定窑之下,当数龙泉窑,宋代龙泉窑器,土细质薄,颜色葱翠,妙品可与官窑争艳,但少纹片紫骨铁足。其制有瓶、觚、蓍草方瓶、鬲炉、桶炉、有耳束腰小炉等。菖蒲盆,底有圆形、八角、葵花菱等样式。各样酒甓骰盆,其冰盘之式,有白棱者,有大圆径二尺的,此外与菖蒲盆式相同,有深腹单边盥盘,有大乳钵,有葫芦瓶,有酒海,有大小药瓶,上面有凸起的花纹,很精美。有坐妓商墩,有大兽盖香炉,烛台花瓶,并立地插梅大瓶,为其他窑所没有,但制不甚雅,仅可适用。这些器具,制不法古,而工匠亦比较拙。然而器质厚实,极耐磨弄,不易开裂,损坏。在过去,色已有所不同,有粉青,有深青,有淡肯之别。而今,可列入上品的仅有葱色,其余尽是油青色,制式也每况愈下。
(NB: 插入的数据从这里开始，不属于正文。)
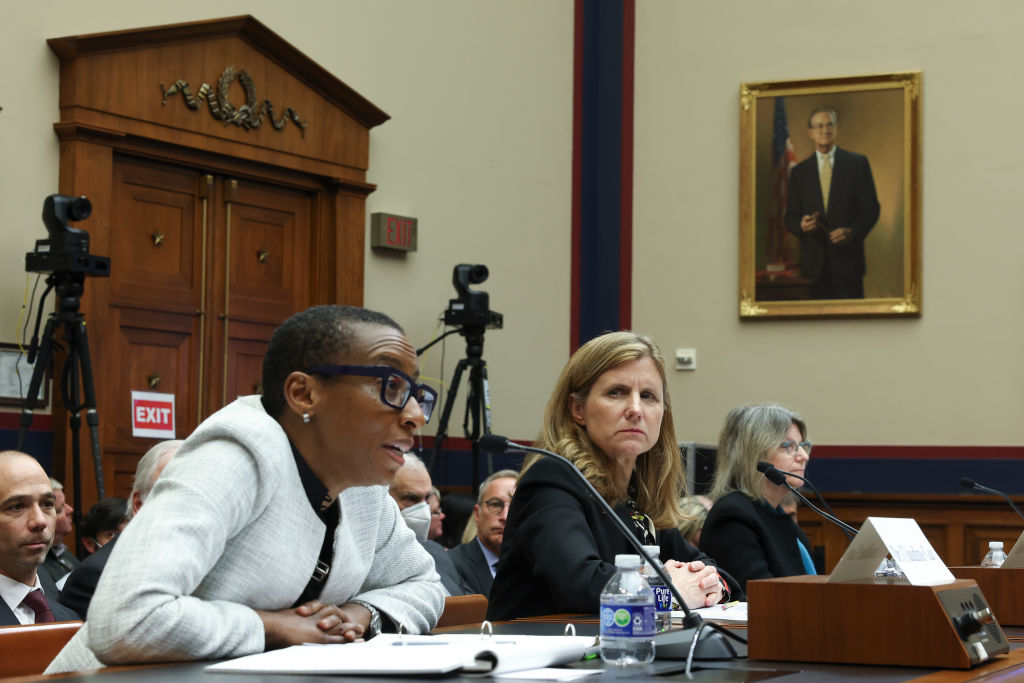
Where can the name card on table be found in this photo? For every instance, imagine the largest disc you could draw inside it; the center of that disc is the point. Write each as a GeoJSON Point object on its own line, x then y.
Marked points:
{"type": "Point", "coordinates": [1015, 558]}
{"type": "Point", "coordinates": [900, 538]}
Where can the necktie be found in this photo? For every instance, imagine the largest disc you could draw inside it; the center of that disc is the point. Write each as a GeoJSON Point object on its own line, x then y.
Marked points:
{"type": "Point", "coordinates": [36, 601]}
{"type": "Point", "coordinates": [825, 174]}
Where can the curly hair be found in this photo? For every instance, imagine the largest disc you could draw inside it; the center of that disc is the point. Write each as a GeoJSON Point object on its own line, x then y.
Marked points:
{"type": "Point", "coordinates": [658, 473]}
{"type": "Point", "coordinates": [315, 336]}
{"type": "Point", "coordinates": [751, 433]}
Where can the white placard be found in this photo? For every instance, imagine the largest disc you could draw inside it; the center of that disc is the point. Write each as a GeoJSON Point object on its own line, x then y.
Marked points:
{"type": "Point", "coordinates": [1015, 558]}
{"type": "Point", "coordinates": [900, 538]}
{"type": "Point", "coordinates": [153, 415]}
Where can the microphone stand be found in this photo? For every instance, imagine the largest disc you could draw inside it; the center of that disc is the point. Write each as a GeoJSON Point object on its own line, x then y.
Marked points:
{"type": "Point", "coordinates": [777, 477]}
{"type": "Point", "coordinates": [714, 646]}
{"type": "Point", "coordinates": [971, 483]}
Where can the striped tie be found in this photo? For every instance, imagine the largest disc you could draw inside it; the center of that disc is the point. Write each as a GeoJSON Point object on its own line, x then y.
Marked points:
{"type": "Point", "coordinates": [825, 175]}
{"type": "Point", "coordinates": [36, 601]}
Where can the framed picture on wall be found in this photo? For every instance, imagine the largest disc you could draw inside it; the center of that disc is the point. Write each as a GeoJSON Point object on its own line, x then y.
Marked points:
{"type": "Point", "coordinates": [15, 374]}
{"type": "Point", "coordinates": [829, 205]}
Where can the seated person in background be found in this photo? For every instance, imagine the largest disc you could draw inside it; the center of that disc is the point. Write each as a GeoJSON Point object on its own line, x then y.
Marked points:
{"type": "Point", "coordinates": [60, 560]}
{"type": "Point", "coordinates": [81, 584]}
{"type": "Point", "coordinates": [610, 415]}
{"type": "Point", "coordinates": [458, 508]}
{"type": "Point", "coordinates": [272, 526]}
{"type": "Point", "coordinates": [694, 512]}
{"type": "Point", "coordinates": [102, 522]}
{"type": "Point", "coordinates": [748, 531]}
{"type": "Point", "coordinates": [411, 489]}
{"type": "Point", "coordinates": [476, 558]}
{"type": "Point", "coordinates": [436, 515]}
{"type": "Point", "coordinates": [28, 516]}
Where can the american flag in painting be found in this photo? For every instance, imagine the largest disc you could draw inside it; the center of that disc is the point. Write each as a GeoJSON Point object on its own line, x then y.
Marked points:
{"type": "Point", "coordinates": [783, 160]}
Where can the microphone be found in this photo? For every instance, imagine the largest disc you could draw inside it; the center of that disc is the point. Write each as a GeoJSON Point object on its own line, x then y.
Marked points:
{"type": "Point", "coordinates": [817, 494]}
{"type": "Point", "coordinates": [971, 483]}
{"type": "Point", "coordinates": [692, 623]}
{"type": "Point", "coordinates": [778, 477]}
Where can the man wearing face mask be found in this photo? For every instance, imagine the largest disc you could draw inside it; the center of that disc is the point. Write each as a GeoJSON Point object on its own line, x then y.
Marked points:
{"type": "Point", "coordinates": [412, 489]}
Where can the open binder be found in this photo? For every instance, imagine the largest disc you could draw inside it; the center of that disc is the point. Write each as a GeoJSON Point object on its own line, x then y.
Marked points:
{"type": "Point", "coordinates": [390, 654]}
有种用白土造器,外面涂釉水翠浅,影露白痕,这种窑器比龙泉制度,更觉细巧精致,称为章窑,章窑因姓而得名。

有吉州窑,色紫与定窑相似,质粗不佳。

建窑,窑器多甓口碗盏,色黑而滋润,有黄兔亳斑滴珠,滴珠大的为真品,但体极厚实,薄者很少见。

有大食窑,铜身,用药料烧成五色。有香炉、花瓶、盒子之类,窑品中的最劣等。

又有玻璃窑,出自岛夷,惟粤中才有。其制度不一,只是少有雅品,惟有小瓶还算有点趣味。其他如酒盅、高罐、盘盂、高脚劝杯等物,无一可取。色有白缠丝、鸭绿无青、黄锁口,三种颜色皆可观,但不耐用,不属鉴赏佳品。

有均州窑,色有朱砂红、葱翠青,俗称“莺哥绿”、“茄皮紫”,红似胭脂,肯如葱翠,紫若墨黑。三色纯正,无或少变露者,为上品。底部有一、一二数目字号为记。猪肝色,火里红,青绿错杂,如垂涎色,都是以上三色烧不到火候而成,并不是另外还有这几种颜色。俗称鼻涕涎、猪肝等名,穷添笑料而已。此窑惟种蒲盆底特棒。其他如坐墩炉盒、方瓶罐子,皆用黄沙泥作胚,所以器质粗厚不佳,是为杂物,人们都不大喜欢。近年新烧此窑,皆用宜兴沙土为胚,釉水微似,制式虽有奇妙者,但不耐用,皆不足取。

论窑器新窑古窑

古代窑器,进贡给皇宫的,大多体薄滋润,色白花肯,但较定窑稍次。元代烧制的小足印花,内有枢府字号的器物,价格昂贵,且很不容得到。如明朝永乐年造的压手杯,坦口折腰,沙足滑底,中心画有双狮滚球,球内篆书“永乐年制”四字,细如粒米,堪为上品;鸳鸯心者,稍次;花心者,更次。杯外青花深翠,式样精妙,经久耐用,价格很高。有近来仿效者,规制粗厚,火底火足,稍微形似,不入观赏之列。宣德年造红鱼把杯,以西红宝石为末,图画鱼形,自骨内烧出凸起,宝光鲜红夺目。有紫黑色的,是因为火候把握不好所致,看起来稍次一些。青花如龙松梅茶把杯、人物、海兽酒把杯、朱砂小壶、大碗,色红如太阳,用白锁口。又比如竹节把罩盖澛壶、小壶,为前所未有之式。其他如妙用种种,惟有描画不苟小巧之物最佳。而炉、瓶、盘、碟最多,制如常品。如罩盖扁罐,敞口花尊、蜜渍桶罐,挺美的,多用五彩烧色而成。其他如心有坛字白瓯,也就是通常所说的坛盏。质细料原,式美足用,实为文房佳物。又有一种细白茶盏,较坛盏少许矮一些,而瓮肚釜底线足,光莹如玉,内有绝细龙风暗花,底有“大明宣撼年制”暗款,隐隐如桔皮纹起,虽定磁也不能与其相比,真可谓一代绝品,遗憾的是很少见。还有一种坐墩非常漂亮,如漏空花纹,坝以五色,华若云团锦旗;也有以五彩实填花纹的,绚艳恍目。此二者都是深青底子。有蓝底,填面五彩,有石青剔花,有青花白底,有冰裂纹的,种种样式,似乎都是前代所没有过的。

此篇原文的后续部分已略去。